$ sudo tail /var/log/messages
Jan 30 13:47:58 www kernel: EDAC MC0: CE row 3, channel 0, label "": Corrected error (Socket=0 channel=1 dimm=1)
Jan 30 13:47:58 www kernel: EDAC MC0: CE row 3, channel 0, label "": Corrected error (Socket=0 channel=1 dimm=1)
Jan 30 13:47:58 www kernel: EDAC MC0: CE row 3, channel 0, label "": Corrected error (Socket=0 channel=1 dimm=1)
Jan 30 13:47:58 www kernel: EDAC MC0: CE row 3, channel 0, label "": Corrected error (Socket=0 channel=1 dimm=1)
Jan 30 13:47:58 www kernel: EDAC MC0: CE row 3, channel 0, label "": Corrected error (Socket=0 channel=1 dimm=1)
Jan 30 13:47:58 www kernel: EDAC MC0: CE row 3, channel 0, label "": Corrected error (Socket=0 channel=1 dimm=1)
Jan 30 13:47:58 www kernel: EDAC MC0: CE row 3, channel 0, label "": Corrected error (Socket=0 channel=1 dimm=1)
Jan 30 13:47:58 www kernel: EDAC MC0: CE row 3, channel 0, label "": Corrected error (Socket=0 channel=1 dimm=1)
Jan 30 13:47:58 www kernel: EDAC MC0: CE row 3, channel 0, label "": Corrected error (Socket=0 channel=1 dimm=1)
Jan 30 13:47:58 www kernel: EDAC MC0: CE row 3, channel 0, label "": Corrected error (Socket=0 channel=1 dimm=1)
As you can see, this is logging at a phenomenal rate, I don't know about EDAC though.

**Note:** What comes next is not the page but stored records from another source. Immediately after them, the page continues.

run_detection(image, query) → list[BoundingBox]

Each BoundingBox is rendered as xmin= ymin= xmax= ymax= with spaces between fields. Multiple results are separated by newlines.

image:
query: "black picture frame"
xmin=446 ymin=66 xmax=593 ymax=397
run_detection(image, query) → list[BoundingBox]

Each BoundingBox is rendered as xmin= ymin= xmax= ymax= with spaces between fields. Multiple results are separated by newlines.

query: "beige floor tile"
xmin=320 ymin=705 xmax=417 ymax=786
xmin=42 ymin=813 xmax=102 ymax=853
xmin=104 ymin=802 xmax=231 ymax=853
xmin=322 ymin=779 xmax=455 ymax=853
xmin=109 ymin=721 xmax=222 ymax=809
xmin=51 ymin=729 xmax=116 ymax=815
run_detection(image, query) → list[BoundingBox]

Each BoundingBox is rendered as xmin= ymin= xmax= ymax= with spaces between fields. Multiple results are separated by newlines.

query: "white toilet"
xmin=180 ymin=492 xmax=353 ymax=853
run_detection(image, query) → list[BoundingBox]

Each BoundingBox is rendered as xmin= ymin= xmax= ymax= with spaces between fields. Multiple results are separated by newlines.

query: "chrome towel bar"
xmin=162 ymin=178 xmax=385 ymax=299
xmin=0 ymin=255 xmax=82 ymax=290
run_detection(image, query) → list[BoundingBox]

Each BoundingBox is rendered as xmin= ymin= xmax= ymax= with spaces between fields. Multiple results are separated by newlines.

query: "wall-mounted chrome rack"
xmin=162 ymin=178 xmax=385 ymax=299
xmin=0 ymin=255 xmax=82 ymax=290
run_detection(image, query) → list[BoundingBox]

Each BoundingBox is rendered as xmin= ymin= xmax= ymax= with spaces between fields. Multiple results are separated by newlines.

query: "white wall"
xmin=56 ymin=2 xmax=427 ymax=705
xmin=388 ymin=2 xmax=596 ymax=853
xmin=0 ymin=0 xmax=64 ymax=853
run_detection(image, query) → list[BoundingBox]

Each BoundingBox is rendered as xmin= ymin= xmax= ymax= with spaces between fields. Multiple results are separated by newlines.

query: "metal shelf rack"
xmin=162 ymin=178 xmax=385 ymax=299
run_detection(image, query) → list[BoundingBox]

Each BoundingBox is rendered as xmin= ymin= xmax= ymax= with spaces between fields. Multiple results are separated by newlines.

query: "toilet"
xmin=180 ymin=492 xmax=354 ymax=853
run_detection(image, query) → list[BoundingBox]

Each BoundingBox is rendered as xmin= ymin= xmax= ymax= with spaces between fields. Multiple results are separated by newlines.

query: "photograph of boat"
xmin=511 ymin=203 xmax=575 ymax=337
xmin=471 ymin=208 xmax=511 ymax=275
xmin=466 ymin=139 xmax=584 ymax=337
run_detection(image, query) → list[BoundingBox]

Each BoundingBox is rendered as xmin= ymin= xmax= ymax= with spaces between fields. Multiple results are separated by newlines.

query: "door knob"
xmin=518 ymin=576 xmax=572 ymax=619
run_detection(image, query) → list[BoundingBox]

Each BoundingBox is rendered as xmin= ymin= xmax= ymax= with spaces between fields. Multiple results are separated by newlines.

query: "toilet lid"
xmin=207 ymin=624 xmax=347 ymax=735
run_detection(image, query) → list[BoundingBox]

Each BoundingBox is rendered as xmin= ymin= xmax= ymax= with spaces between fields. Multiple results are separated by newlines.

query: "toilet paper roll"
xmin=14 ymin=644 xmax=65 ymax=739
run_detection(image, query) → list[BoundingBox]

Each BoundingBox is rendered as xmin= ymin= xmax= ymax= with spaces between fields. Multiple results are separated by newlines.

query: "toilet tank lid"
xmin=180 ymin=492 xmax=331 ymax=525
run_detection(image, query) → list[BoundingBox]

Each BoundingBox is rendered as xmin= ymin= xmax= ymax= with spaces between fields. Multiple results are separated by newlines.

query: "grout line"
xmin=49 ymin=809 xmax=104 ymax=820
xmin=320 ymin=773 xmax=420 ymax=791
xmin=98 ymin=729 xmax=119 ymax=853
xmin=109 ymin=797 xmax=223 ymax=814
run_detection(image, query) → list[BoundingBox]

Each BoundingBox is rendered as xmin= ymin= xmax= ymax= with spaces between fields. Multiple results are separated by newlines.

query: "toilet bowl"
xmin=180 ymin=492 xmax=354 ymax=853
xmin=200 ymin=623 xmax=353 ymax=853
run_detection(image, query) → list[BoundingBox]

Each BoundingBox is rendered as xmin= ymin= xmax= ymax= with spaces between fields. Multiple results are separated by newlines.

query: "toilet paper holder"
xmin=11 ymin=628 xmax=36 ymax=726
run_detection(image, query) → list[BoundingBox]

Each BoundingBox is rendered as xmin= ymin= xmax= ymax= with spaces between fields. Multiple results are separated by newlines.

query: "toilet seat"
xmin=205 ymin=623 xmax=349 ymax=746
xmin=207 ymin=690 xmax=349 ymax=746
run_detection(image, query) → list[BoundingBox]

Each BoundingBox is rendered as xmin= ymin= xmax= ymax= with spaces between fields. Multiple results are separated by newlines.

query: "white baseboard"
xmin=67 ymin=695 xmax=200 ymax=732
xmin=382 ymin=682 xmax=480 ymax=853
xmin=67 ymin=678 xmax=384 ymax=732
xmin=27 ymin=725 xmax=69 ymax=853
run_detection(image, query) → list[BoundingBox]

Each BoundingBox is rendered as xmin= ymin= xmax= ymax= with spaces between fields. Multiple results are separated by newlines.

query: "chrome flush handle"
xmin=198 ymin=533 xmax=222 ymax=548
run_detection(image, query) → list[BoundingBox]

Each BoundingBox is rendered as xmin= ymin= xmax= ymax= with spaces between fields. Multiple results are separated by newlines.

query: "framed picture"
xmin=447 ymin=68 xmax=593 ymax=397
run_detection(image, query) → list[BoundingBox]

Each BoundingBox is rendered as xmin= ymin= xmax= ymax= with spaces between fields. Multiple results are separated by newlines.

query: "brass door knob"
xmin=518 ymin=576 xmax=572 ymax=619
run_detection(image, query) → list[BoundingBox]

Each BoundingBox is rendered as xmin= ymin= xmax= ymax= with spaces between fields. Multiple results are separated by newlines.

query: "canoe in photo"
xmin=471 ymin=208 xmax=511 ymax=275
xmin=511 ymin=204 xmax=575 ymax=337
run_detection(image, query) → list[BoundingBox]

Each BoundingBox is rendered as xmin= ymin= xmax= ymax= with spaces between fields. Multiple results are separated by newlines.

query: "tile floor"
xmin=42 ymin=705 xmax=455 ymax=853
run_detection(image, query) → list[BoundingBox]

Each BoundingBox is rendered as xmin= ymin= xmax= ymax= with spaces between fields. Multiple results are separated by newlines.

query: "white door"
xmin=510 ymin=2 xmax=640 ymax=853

From what I understand this is indicating a faulty stick of RAM possibly, does this seem likely?
I understand this is little to go one, what else can I do to shed some light on this? This is a live server so I can't reboot it or take it down easily bare in mind.
Answer
I wish my servers' ECC chips were supported by the EDAC code I'm running! Try dmidecode -t memory
to see the ECC hardware you have.
In your logs you're getting a notification from an ECC chip; If your chip hadn't been supported (like mine!) you'd get silent ECC corrections. In your case, the ECC correction happened and you also got notified, because you have support.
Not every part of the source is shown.